New powers for local authorities, police and magistrates under the Crime and Disorder Act 1988 became a political football in the commons with Labour MPs praising home office ministers and Conservative MPs questioning why the new powers had had so little effect.
It has been reported that not a single council or police force, for example, has applied to the courts for a curfew order on children.
Home secretary Jack Straw said the new measures - including the anti-social behaviour orders - had been welcomed as of great importance in helping police and local authorities reduce crime and disorder. The government was monitoring the use of all the
He said evidence from areas in which the orders were piloted was encouraging. More than 2,000 police reprimands had been issued and more than 1,000 final warnings, 350 reparation orders, 213 action plan orders and 41 parenting orders.

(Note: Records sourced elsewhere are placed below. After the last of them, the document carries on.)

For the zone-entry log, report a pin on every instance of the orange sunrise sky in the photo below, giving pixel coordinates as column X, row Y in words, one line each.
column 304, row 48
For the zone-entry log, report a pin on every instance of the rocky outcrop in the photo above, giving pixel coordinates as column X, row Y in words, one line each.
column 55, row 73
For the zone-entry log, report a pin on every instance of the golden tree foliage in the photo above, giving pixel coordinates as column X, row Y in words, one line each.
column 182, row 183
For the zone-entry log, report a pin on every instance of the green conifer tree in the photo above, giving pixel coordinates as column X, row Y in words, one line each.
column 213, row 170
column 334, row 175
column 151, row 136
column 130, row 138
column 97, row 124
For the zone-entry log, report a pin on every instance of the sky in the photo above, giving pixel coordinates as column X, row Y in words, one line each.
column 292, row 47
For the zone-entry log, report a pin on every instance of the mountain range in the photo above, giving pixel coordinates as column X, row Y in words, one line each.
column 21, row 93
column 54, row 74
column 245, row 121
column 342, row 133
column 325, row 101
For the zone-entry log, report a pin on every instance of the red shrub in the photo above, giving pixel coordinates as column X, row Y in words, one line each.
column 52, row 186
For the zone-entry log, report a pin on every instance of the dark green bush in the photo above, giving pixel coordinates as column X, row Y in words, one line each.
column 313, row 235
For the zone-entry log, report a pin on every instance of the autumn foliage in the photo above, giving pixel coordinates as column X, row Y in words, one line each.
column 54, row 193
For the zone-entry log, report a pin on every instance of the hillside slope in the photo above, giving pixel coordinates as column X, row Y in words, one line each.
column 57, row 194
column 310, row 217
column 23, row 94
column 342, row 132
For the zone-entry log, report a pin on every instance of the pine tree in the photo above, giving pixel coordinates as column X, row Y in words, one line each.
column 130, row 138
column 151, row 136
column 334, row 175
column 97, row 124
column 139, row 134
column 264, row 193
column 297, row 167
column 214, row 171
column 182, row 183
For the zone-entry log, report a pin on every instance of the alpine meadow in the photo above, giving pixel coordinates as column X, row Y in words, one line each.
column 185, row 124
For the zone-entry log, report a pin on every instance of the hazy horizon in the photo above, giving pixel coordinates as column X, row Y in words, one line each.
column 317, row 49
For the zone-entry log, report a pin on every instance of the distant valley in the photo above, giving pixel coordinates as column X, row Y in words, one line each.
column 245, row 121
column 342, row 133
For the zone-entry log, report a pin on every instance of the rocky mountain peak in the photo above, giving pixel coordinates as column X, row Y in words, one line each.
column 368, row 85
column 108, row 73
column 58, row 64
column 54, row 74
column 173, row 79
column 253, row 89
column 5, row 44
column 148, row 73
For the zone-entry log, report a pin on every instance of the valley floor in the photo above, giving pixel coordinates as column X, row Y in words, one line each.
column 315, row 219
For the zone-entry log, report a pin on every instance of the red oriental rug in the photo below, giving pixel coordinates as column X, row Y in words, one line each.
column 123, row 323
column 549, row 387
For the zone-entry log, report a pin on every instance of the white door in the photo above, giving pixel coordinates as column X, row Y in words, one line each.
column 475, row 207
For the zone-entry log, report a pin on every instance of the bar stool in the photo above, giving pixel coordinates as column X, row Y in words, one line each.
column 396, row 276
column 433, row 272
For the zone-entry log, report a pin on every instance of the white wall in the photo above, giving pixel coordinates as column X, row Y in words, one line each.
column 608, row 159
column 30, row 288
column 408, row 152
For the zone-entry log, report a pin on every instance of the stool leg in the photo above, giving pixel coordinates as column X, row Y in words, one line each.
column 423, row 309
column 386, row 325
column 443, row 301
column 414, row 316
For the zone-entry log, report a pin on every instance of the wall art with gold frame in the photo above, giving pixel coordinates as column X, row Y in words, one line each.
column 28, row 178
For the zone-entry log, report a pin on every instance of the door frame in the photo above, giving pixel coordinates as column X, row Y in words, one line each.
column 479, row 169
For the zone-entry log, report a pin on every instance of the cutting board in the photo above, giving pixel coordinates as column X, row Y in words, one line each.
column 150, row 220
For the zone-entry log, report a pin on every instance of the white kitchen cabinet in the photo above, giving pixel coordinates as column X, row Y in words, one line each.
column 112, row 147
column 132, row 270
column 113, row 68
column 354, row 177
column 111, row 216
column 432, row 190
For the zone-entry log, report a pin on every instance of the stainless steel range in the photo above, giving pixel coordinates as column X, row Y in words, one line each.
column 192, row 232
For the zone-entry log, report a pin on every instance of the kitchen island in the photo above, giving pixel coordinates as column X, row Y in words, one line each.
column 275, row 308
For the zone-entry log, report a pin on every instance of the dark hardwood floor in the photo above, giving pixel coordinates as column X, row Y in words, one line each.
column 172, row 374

Mr Straw added: 'There is great expectation about the anti-social behaviour orders. They are fully backed by local authorities and the police. We expect some early applications to be made soon and there will be an equal expectation - which I very much hope will be
fulfilled - that the courts will recognise the importance placed upon those orders'.
But John Greenway, Conservative MP for Ryedale, asked: 'Why, when all the powers given to magistrates to handle crime and disorder are discretionary, are the government insisting that youth referral orders are to be mandatory? Why has consideration in [the home affairs] committee of the youth offender reforms been postponed until the
summer. Is it not clear...that the crime and disorder measures are based on only a handful of pilot studies and on only limited uptake?'
Home office minister Paul Boateng said: 'We are not about being precriptive and imposing strategies from above, but we are about encouraging good local practice and supporting it wherever we find it. We are giving£250m to support the crime prevention and reduction strategies'.
Brian Iddon, Labour MP for Bolton South-East, who praised tenants and residents' associations in his constituency and K division of the Greater Manchester Police for sorting out '12 months of hell', said it was important to train everyone on what their individual powers were under the Act.
Mr Boateng replied: 'Training in the benefits that the Act can bring is essential not simply for the police but for magistrates - and, indeed, to increase local authorities' awareness of the powers now available to them'.